Mahamoudou Savadogo : Cette situation peut être expliquée par plusieurs raisons. La première raison, vous savez qu’en janvier, on avait eu une instabilité politique qui fait que les opérations et les actions des forces de défense et de sécurité étaient au ralenti dans certaines zones dans l’optique de redéployer les forces, remettre en place une nouvelle stratégie.
La deuxième raison qui explique cela c’est le fait que de plus en plus on a remarqué que les groupes terroristes ont gagné en technicité, en nombre et en connaissance de terrain. Ce qui fait qu’aujourd’hui, ils ont perfectionné leur système de renseignement, ils sont de plus en plus très bien équipés et ils reçoivent de plus en plus l’aide des populations, ce qui fait qu’ils ont un maillage de plus en plus grand du territoire. Donc c’est ce qui explique le fait que la situation continue de dégénérer et les groupes armés gagnent du terrain.

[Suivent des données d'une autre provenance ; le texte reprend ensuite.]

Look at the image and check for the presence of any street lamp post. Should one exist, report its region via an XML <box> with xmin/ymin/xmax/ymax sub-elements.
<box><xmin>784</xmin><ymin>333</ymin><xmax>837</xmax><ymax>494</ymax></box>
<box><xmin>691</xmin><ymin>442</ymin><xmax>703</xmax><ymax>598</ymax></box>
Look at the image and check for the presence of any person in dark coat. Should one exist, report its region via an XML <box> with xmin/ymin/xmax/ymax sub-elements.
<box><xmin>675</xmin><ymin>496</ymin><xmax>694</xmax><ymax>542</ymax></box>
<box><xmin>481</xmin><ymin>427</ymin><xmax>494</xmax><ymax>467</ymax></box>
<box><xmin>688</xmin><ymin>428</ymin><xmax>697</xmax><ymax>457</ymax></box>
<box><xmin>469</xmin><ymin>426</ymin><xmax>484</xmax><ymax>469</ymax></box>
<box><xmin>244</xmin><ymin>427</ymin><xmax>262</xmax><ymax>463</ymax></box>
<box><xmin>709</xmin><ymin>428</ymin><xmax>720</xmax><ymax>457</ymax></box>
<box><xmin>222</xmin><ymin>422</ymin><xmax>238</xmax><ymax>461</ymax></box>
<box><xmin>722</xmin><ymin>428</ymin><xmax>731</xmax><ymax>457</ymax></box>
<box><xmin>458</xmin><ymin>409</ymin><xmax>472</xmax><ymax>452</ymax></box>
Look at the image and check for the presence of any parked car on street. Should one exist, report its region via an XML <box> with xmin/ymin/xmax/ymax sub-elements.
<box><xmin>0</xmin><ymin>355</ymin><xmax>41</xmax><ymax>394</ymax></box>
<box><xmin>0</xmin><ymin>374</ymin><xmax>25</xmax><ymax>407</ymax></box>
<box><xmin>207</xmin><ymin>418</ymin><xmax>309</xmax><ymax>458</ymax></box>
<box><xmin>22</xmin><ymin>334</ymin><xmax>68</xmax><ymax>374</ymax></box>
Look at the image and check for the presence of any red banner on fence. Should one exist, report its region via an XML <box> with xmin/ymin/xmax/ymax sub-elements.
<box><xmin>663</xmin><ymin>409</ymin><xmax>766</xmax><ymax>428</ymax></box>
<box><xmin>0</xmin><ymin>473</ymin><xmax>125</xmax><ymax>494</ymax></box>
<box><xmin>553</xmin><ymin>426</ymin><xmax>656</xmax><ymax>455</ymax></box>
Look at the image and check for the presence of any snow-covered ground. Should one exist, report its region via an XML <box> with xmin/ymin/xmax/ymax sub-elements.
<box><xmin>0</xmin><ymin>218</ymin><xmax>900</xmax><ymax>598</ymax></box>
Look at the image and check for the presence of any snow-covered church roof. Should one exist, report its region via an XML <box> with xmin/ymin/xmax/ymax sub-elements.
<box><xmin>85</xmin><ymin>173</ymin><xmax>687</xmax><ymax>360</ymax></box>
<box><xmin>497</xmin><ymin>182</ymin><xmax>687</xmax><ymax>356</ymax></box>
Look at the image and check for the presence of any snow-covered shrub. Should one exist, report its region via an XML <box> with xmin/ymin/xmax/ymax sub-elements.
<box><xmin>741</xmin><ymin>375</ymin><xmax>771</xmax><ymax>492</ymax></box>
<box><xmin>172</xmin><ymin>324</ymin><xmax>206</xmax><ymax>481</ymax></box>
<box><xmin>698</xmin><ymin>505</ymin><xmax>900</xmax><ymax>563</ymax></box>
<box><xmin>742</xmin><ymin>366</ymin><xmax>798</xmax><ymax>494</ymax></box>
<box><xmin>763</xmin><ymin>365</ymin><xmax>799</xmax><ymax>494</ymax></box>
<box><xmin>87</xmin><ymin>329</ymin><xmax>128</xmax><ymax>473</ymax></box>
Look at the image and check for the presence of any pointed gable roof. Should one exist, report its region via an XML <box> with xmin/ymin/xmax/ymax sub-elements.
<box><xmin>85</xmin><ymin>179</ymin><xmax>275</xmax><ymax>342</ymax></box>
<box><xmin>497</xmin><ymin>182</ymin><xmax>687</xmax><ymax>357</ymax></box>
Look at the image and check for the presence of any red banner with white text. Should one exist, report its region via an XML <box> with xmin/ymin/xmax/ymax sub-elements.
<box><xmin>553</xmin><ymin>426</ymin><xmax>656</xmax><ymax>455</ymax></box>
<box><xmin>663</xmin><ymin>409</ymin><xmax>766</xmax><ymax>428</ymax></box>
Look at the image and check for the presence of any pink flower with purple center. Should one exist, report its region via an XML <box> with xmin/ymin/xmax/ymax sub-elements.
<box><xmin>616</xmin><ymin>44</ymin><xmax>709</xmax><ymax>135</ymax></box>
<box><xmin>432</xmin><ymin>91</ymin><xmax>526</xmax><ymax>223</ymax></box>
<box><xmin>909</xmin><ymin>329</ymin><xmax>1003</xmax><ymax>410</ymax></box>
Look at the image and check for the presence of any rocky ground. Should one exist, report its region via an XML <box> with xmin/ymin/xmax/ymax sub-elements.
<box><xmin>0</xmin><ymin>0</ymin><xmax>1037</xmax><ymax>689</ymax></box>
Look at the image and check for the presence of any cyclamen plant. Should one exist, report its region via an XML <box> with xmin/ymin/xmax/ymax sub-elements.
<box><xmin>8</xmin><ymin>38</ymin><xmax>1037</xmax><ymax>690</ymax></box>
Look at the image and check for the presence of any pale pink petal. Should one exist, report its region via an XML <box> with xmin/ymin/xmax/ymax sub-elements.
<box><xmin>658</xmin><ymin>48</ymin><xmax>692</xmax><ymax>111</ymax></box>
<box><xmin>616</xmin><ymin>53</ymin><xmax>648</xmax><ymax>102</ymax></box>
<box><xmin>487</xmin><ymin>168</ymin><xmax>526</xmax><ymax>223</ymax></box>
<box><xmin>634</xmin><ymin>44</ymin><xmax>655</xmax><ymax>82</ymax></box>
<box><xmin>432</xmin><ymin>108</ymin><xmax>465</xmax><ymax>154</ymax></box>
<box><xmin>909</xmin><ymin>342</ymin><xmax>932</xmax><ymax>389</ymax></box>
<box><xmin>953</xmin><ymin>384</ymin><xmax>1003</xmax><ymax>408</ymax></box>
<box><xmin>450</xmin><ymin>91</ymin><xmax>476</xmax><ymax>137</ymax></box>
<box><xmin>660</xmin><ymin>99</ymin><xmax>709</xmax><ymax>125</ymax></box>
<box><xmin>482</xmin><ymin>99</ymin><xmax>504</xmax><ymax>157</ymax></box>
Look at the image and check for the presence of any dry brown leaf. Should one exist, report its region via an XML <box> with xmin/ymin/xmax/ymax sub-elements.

Et sans oublier que ces groupes armés terroristes ont dans leur stratégie de cibler premièrement les VDP qui étaient les plus actifs. Du coup, les VDP sont essoufflés parce qu’ils ne sont pas pris en charge, ils ne sont pas équipés et entraînés. Leur stratégie à l’endroit des VDP a consisté à kidnapper leurs membres de familles, à prendre pour cible principale les VDP de tel sorte qu’aujourd’hui, beaucoup ont abandonné.
Leur stratégie à l’endroit des forces de défense et de sécurité, c’est de miner les voies de communication, les instruments de communication et de s’en prendre aux points sensibles d’une commune qui sont généralement l’ONEA [Office national de l’eau et de l’assainissement], la SONABEL [Société nationale burkinabè de l’électricité] et surtout l’aérodrome, comme on a vu celui de Ouahigouya. Donc c’est une stratégie qu’ils ont mis en place et qu’ils sont en train de dérouler.
On a l’impression qu’il y a une volonté manifeste de couper l’axe Dori-Ouagadougou. Avez-vous la même analyse ? Qu’est-ce que cela implique ?
En suivant un peu les incidents de nature terroriste sur cet axe, de janvier 2022 à aujourd’hui, nous avons pu répertorier près de 60 incidents sur cet axe. Quand vous répertoriez un tel nombre d’incidents, ça veut dire que les groupes armés terroristes étaient déjà en train de préparer la prise de cet axe et ils étaient en train de mettre une stratégie pour couper cet axe.
Ces incidents sont des attaques aux abords de cet axe, dans les villes entre Kaya et Dori. Cela est aidé par la présence des nids de poule sur l’axe Kaya-Dori. On a aussi remarqué que cet axe leur sert de passage ou de lien entre le Sahel et l’Est. Au niveau de Tougri ou de Taparko, ils peuvent aller directement dans la Gnagna.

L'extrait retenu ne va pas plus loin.